Mansoo Kim et Maria Mudryak dans la Traviata au Teatro Carlo Felice de Gênes © DR
Mansoo Kim (Germont) et Maria Mudryak (Violetta) dans la Traviata au Teatro Carlo Felice de Gênes © DR

Dans la représentation du 20 décembre, c’est Maria Mudryak qui a chanté le rôle de Violetta. Coiffée et habillée à la Marilyn Monroe, son apparition a évoqué pour les spectateurs de Gênes la Marilyn d’Andy Warhol à cause des nombreuses affiches à l’effigie de Marilyn annonçant l’exposition Warhol au Palais Ducal, juste à côté du Teatro Carlo Felice. Synesthésie réussie car la Violetta de Mudryak est, comme l’icône américaine, sexy, victime et magnifique. Mudryak a, par ailleurs, un énorme talent, tant comme soprano que comme actrice. Sa voix argentée porte même dans l’acoustique exigeante de la salle, et son sens du rythme dynamise ses passages les plus brillants. Son « Sempre libera », dont les roulades de coloratura sont impeccables, est rendu paradoxal par Gallione, car pendant que Violetta chante on voit le reflet-fantôme de Violetta, trainé dans un drap vers sa tombe.

Dans cette mise en scène Alfredo est faible et soumis à Germont, son père dominateur. Le ténor William Davenport incarne bien ce rôle ingrat d’anti-héros ; sa voix est légère et presque fragile, comparée à celles de Violetta et de Germont. Pour ceux qui sont habitués à un Alfredo plus héroïque, chanté par des ténors comme Domingo ou Villazon, Davenport surprend d’abord par sa faiblesse, mais on comprend vite qu’il s’agit de l’interprétation de Gallione, qui fait d’Alfredo une sorte de Don Ottavio (dans Don Giovanni de Mozart), un amant dévoué mais lâche, dont les airs ne sont que des platitudes. A la fin de l’opéra, au moment où Violetta meurt, Alfredo s’effondre lui aussi ; sans Violetta, il n’est plus rien.

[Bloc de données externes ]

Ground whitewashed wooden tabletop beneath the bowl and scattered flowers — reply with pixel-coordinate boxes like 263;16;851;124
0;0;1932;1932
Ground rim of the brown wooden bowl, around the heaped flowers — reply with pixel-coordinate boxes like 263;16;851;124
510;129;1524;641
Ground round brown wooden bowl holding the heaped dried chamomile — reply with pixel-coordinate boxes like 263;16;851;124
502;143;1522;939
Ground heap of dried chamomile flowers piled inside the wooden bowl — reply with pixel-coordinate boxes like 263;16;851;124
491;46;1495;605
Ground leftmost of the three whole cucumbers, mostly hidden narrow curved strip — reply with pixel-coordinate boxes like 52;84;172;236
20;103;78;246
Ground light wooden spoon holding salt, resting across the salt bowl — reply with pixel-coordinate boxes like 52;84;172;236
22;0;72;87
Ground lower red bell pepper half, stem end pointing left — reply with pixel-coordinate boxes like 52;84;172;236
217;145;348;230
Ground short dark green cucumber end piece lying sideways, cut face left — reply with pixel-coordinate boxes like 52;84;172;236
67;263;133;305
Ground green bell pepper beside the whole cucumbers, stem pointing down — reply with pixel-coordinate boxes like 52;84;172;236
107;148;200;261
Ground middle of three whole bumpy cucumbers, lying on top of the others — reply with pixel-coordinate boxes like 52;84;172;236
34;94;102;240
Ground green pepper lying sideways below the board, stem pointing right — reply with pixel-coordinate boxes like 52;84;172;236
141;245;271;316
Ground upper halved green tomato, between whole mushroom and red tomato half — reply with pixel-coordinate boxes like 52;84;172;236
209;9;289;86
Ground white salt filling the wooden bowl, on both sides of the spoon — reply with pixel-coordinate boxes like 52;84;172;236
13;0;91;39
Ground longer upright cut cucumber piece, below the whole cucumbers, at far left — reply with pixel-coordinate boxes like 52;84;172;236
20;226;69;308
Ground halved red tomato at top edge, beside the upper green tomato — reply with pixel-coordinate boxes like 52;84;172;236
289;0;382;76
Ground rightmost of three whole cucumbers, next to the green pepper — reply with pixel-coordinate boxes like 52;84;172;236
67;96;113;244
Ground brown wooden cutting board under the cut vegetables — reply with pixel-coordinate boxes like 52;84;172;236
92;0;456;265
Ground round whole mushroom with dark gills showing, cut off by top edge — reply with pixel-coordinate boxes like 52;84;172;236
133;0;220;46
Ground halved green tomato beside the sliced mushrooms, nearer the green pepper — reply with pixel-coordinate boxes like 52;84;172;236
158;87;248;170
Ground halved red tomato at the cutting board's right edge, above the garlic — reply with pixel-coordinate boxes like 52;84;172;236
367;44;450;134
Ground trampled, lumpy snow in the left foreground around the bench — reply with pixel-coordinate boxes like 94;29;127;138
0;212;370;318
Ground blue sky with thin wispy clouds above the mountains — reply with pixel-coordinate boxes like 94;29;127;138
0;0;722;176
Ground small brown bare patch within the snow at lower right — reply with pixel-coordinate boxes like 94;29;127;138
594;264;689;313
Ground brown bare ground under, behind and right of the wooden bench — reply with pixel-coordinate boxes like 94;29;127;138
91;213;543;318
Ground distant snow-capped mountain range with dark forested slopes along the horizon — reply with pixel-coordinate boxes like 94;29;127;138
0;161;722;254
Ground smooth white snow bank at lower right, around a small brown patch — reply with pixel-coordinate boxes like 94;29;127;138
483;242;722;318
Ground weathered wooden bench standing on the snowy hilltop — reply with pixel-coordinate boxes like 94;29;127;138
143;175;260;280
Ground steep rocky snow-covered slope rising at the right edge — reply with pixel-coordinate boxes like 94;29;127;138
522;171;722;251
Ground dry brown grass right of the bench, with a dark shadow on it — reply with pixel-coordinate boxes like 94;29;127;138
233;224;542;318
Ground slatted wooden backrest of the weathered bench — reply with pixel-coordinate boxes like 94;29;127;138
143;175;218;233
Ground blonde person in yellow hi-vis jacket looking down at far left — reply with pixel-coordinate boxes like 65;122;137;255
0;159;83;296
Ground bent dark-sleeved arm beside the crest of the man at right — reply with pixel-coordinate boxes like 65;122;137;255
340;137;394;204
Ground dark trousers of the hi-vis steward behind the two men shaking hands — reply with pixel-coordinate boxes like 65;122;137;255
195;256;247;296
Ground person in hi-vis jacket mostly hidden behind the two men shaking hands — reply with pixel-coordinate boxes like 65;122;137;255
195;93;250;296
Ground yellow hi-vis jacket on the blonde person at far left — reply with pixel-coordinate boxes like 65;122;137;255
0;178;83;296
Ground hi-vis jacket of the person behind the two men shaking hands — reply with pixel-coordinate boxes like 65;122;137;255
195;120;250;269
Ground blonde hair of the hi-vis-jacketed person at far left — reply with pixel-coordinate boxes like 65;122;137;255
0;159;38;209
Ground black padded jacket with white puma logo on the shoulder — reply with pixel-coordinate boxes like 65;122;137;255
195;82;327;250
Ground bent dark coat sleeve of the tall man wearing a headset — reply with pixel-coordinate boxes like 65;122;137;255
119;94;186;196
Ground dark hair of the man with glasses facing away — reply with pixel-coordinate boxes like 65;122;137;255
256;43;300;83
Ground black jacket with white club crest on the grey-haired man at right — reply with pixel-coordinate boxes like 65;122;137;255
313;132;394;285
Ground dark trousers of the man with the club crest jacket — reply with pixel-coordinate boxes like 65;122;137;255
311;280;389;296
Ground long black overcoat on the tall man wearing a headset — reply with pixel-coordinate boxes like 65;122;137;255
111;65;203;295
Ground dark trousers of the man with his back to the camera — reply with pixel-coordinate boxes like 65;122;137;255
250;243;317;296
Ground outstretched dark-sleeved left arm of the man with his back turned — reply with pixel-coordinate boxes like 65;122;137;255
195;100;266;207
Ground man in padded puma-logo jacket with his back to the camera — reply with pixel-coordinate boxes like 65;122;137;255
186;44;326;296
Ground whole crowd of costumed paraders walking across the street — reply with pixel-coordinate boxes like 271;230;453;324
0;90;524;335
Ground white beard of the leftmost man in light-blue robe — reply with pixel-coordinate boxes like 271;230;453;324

Giorgio Germont est chanté magistralement par le baryton Mansoo Kim. Sa voix pleine et imposante accentue le côté manipulateur et sadique de son personnage, surtout dans ses duos avec Violetta. Vêtu d’une capeline noire avec une grande croix autour du cou, il ressemble à un prêtre jésuite. Gallione souligne la dévotion religieuse des mœurs bourgeoises critiquées par Dumas fils, et ensuite par Verdi et son librettiste Francesco Maria Piave. N’oublions pas que Germont insiste que Dieu le guide « Dio mi guidò », dans son grand air « Di Provenza il mar » du deuxième acte.

La distribution est harmonieuse, et tous les rôles secondaires sont chanté avec subtilité. L’Orchestre du Teatro Carlo Felice, dirigé par Massimo Zanetti, est superbe, en particulier les parties pour clarinette solo, jouées avec un legato impressionnant.

Jacqueline Letzter et Robert Adelson, historienne de la littérature et musicologue, sont les auteurs de nombreux livres, dont Ecrire l'opéra au féminin (Symétrie, 2017), Autographes musicaux du XIXe siècle: L’album niçois du Comte de Cessole (Acadèmia Nissarda, 2020) et Erard: a Passion for the Piano (Oxford University Press, 2021). Ils contribuent à des chroniques de concerts dans le midi de la France.